Suppose \(D \subset \mathbb{R}\) is compact and \(f: D \rightarrow \mathbb{R}\) is continuous. Then \(f\) is uniformly continuous on \(D .\)
- Proof
-
Let \(\epsilon>0\) be given. For every \(x \in D,\) choose \(\delta_{x}\) such that
\[|f(x)-f(y)|<\frac{\epsilon}{2}\]
whenever \(y \in D\) and \(|x-y|<\delta_{x} .\) Let
\[J_{x}=\left(x-\frac{\delta_{x}}{2}, x+\frac{\delta_{x}}{2}\right).\]

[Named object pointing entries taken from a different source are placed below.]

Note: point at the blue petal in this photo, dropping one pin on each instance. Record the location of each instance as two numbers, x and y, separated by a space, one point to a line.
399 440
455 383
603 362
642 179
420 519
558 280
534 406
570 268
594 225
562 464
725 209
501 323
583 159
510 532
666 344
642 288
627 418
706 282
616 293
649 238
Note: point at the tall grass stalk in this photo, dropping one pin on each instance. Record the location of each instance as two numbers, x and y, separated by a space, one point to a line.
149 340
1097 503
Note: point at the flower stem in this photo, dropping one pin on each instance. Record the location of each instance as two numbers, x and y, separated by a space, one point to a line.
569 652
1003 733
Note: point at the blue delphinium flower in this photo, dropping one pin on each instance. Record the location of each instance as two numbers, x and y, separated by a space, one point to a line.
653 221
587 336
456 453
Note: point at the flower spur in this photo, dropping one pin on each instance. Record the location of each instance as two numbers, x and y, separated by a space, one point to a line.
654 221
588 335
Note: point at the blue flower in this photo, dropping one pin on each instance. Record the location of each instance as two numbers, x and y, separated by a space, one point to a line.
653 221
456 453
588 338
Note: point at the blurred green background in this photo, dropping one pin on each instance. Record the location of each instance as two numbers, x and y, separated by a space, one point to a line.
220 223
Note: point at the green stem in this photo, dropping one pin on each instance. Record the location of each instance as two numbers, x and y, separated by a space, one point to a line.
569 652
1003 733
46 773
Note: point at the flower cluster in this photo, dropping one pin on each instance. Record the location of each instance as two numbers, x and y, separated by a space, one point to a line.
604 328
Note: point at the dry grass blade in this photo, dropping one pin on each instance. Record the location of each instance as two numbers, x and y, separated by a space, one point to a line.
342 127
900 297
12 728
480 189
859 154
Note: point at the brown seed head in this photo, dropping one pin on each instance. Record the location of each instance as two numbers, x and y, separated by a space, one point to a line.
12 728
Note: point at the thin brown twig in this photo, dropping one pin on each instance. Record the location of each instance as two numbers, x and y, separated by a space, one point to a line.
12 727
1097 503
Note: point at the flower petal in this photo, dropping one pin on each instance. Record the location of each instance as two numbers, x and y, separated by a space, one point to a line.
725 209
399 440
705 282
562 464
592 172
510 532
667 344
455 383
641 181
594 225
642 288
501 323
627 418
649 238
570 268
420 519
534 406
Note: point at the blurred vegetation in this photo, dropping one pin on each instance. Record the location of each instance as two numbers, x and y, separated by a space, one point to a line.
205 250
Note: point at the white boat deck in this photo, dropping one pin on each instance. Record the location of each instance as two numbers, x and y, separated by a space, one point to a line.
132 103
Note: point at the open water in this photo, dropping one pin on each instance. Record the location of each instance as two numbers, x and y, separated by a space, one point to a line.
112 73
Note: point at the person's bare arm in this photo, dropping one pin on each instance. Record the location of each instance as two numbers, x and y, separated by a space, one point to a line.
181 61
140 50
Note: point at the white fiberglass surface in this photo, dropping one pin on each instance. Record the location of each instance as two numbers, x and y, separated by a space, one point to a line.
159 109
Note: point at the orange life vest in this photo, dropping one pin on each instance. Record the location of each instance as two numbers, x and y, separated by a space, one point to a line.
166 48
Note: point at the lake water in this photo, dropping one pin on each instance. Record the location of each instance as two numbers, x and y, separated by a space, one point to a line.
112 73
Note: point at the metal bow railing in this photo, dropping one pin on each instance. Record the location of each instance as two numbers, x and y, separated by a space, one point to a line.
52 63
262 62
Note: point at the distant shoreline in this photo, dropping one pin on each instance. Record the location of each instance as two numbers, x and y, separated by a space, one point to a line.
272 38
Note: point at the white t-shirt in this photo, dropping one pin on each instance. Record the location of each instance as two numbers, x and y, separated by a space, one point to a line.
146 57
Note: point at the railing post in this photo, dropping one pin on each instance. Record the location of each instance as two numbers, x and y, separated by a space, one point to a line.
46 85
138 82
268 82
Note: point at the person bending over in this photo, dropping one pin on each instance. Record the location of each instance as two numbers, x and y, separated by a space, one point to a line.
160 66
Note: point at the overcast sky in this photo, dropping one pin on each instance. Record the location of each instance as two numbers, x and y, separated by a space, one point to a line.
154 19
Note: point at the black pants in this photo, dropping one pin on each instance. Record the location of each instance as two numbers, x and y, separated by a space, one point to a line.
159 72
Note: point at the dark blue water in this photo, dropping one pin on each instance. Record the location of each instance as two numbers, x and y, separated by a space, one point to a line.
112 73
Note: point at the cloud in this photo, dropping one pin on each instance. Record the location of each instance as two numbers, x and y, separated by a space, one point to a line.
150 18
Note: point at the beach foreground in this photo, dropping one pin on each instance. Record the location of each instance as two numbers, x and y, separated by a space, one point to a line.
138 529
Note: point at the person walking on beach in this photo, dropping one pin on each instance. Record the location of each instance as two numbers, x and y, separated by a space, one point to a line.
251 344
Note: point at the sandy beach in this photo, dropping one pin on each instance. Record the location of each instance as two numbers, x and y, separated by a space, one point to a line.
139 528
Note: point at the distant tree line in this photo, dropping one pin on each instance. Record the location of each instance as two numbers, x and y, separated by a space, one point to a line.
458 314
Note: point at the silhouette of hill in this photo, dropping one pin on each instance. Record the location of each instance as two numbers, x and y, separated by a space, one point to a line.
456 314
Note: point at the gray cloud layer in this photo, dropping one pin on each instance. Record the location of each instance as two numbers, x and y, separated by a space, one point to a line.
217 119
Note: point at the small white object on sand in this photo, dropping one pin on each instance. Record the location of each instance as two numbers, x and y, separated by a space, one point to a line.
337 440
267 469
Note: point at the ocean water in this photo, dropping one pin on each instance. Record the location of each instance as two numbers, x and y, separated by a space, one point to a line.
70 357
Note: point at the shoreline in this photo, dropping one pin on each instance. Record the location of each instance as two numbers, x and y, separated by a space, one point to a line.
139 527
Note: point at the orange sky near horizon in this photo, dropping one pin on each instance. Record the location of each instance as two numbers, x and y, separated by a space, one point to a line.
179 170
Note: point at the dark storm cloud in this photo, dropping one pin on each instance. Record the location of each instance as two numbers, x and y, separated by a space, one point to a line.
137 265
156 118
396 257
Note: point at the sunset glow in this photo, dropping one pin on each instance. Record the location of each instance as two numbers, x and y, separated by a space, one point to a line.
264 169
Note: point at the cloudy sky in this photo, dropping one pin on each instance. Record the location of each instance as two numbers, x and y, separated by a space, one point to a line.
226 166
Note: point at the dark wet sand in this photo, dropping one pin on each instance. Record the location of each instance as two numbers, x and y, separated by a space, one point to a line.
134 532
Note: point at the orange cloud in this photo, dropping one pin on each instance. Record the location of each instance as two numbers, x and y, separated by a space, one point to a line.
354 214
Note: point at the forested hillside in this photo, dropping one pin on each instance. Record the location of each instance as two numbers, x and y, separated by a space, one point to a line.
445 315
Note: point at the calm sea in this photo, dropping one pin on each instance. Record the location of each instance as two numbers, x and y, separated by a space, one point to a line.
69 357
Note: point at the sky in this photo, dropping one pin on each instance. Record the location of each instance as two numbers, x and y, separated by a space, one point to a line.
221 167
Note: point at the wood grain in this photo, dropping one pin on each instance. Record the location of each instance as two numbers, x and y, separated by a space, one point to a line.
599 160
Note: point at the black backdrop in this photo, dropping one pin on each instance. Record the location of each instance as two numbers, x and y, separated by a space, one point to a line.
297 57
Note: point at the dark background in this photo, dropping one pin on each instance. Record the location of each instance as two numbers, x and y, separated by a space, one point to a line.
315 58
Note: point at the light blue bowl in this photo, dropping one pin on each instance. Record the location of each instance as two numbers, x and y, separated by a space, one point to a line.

Then \(\left\{J_{x}: x \in D\right\}\) is an open cover of \(D\). Since \(D\) is compact, there must exist \(x_{1}, x_{2}, \ldots, x_{n}, n \in Z^{+},\) such that \(J_{x_{1}}, J_{x_{2}}, \ldots, J_{x_{n}}\) is an open cover of \(D .\) Let \(\delta\) be the smallest of
\[\frac{\delta_{x_{1}}}{2}, \frac{\delta_{x_{2}}}{2}, \ldots, \frac{\delta_{x_{n}}}{2}.\]
Now let \(x, y \in D\) with \(|x-y|<\delta .\) Then for some integer \(k, 1 \leq k \leq n, x \in J_{x_{k}},\) that is,
\[\left|x-x_{k}\right|<\frac{\delta_{x_{k}}}{2}.\]
Moreover,
\[\left|y-x_{k}\right| \leq|y-x|+\left|x-x_{k}\right|<\delta+\frac{\delta_{x_{k}}}{2} \leq \delta_{x_{k}}.\]
Hence
\[|f(x)-f(y)| \leq\left|f(x)-f\left(x_{k}\right)\right|+\left|f\left(x_{k}\right)-f(y)\right|<\frac{\epsilon}{2}+\frac{\epsilon}{2}=\epsilon .\]
Q.E.D.
Suppose \(D \subset \mathbb{R}\) and \(f: D \rightarrow \mathbb{R}\) is uniformly continuous. Show that if \(\left\{x_{n}\right\}_{n \in I}\) is a Cauchy sequence in \(D,\) then \(\left\{f\left(x_{n}\right)\right\}_{n \in I}\) is a Cauchy sequence in \(f(D) .\)
Suppose \(f:(0,1) \rightarrow \mathbb{R}\) is uniformly continuous. Show that \(f(0+)\) exists.
Suppose \(f: \mathbb{R} \rightarrow \mathbb{R}\) is continuous and \(\lim _{x \rightarrow-\infty} f(x)=0\) and \(\lim _{x \rightarrow+\infty} f(x)=0 .\) Show that \(f\) is uniformly continuous.